Democratic presidential candidate Pete Buttigieg dismissed America as never being "as great as advertised" in South Carolina Monday.
Speaking to a crowd in Orangeburg as part of a swing through the important primary state, the young mayor of South Bend, Indiana challenged President Donald Trump's account of American history, and the promise of restoring America's grandeur.
"Communities like the one where I grew up, which is an industrial midwestern city, that is exactly the kind of place that our current president targeted with a message that we can find greatness by just stopping the clock and just turning it back," Buttigieg said.
The Army veteran and two term mayor warned that returning to the imagined heyday intrinsic to "Making American Great Again" would harm Americans.

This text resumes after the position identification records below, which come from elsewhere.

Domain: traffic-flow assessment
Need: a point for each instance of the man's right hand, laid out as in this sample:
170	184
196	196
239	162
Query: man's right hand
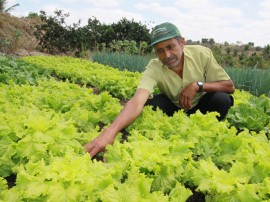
99	143
131	111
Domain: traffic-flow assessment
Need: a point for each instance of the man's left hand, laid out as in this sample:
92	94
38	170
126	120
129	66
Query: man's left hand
187	95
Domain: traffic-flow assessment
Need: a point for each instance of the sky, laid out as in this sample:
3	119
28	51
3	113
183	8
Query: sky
232	21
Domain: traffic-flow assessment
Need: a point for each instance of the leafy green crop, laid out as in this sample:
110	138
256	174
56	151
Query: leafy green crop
253	115
44	126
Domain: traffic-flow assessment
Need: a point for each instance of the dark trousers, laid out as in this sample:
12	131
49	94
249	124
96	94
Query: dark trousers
213	101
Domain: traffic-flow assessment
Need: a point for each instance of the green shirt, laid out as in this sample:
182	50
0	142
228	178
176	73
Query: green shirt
199	65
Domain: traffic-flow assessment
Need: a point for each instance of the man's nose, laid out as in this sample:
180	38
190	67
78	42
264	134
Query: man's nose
167	53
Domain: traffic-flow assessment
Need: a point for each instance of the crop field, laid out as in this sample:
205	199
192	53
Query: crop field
51	106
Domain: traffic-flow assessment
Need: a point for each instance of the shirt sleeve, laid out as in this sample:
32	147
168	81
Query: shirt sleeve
213	71
148	80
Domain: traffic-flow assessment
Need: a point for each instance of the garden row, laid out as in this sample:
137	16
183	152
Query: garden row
45	123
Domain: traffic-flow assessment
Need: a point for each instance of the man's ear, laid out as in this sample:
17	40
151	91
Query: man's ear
182	41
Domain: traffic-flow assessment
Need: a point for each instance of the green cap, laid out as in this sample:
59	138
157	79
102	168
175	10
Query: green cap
163	32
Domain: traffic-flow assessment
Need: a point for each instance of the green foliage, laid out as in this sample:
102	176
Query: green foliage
17	71
43	128
122	61
10	45
55	36
3	8
121	84
255	81
253	115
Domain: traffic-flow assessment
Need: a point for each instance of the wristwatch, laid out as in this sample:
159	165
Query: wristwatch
200	84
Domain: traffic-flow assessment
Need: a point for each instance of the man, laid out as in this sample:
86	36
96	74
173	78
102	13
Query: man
188	78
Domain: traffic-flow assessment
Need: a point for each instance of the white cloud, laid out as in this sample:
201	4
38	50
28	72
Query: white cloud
96	3
265	9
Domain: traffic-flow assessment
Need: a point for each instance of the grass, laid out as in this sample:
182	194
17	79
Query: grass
255	81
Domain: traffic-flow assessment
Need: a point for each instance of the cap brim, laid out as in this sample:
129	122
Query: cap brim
160	40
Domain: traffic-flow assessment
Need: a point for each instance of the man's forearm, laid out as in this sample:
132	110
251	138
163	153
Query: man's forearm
222	86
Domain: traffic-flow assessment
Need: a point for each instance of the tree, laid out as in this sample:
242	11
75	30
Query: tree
3	8
266	52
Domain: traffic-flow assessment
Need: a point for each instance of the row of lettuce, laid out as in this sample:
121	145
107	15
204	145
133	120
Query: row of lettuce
46	121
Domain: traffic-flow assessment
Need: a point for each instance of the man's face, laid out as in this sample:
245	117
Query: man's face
170	52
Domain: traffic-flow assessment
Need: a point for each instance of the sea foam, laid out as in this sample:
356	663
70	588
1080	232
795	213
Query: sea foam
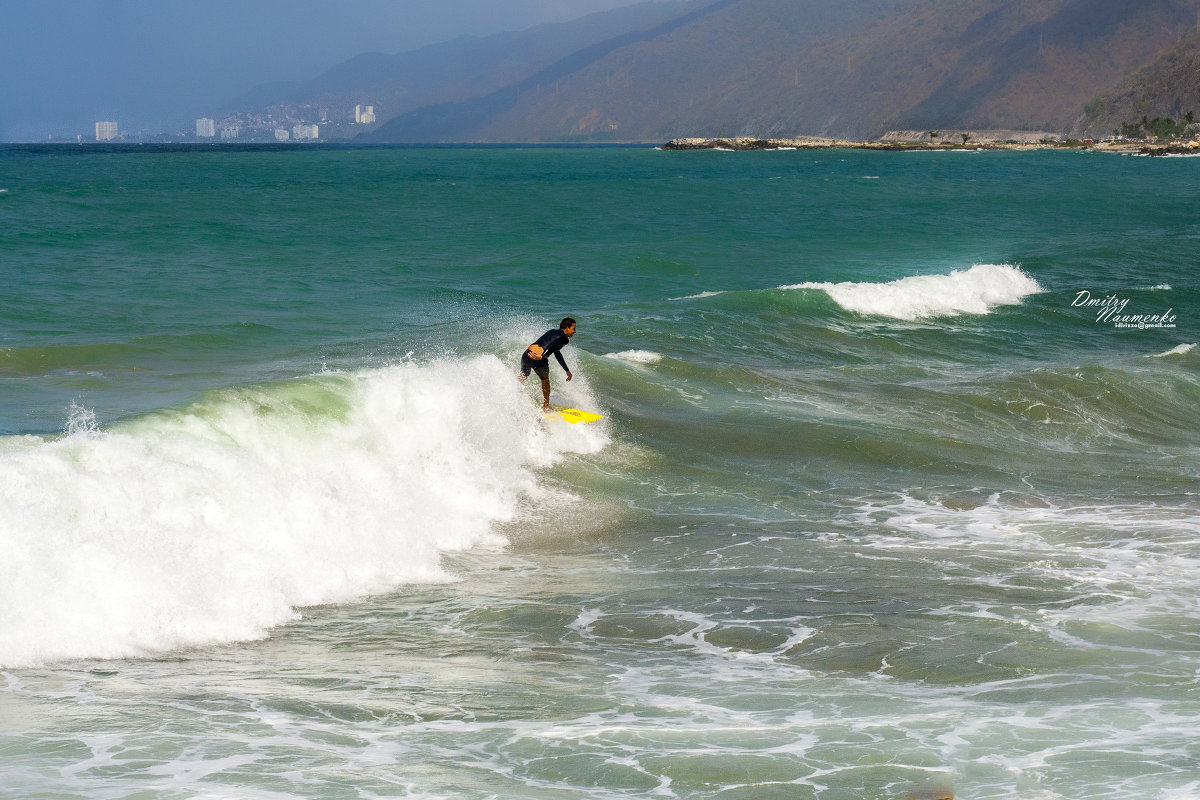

He claimed that "the past that [Trump] is promising to return us to was never as great as advertised, especially for marginalized Americans."
Unemployment for black and hispanic Americans has reached historic lows since Trump took office, while critics accuse the president of rolling back racial policies and certain benefits for same sex couples.
Buttigieg, who is in a same sex partnership, faces what Politico described as a "black voter problem."
His remarks about America's overstated historical greatness came in Orangeburg, an overwhelmingly African American city. Despite the demographics, ninety percent of attendees at his Monday event were white.
Buttigieg admits he has fallen short in building minority support.
"I need help," he told reporters Monday.
"We're building a campaign staff team that’s gonna reflect the diversity of our party and our generation, but clearly we’ve got a long way to go before we can say the same about our support base," he explained. "In order to win and in order to deserve to win, my campaign needs to go above and beyond in reaching out to black voters."
Speaking onstage, Buttigieg was focused on the future.
"There's no going back anyway," he concluded.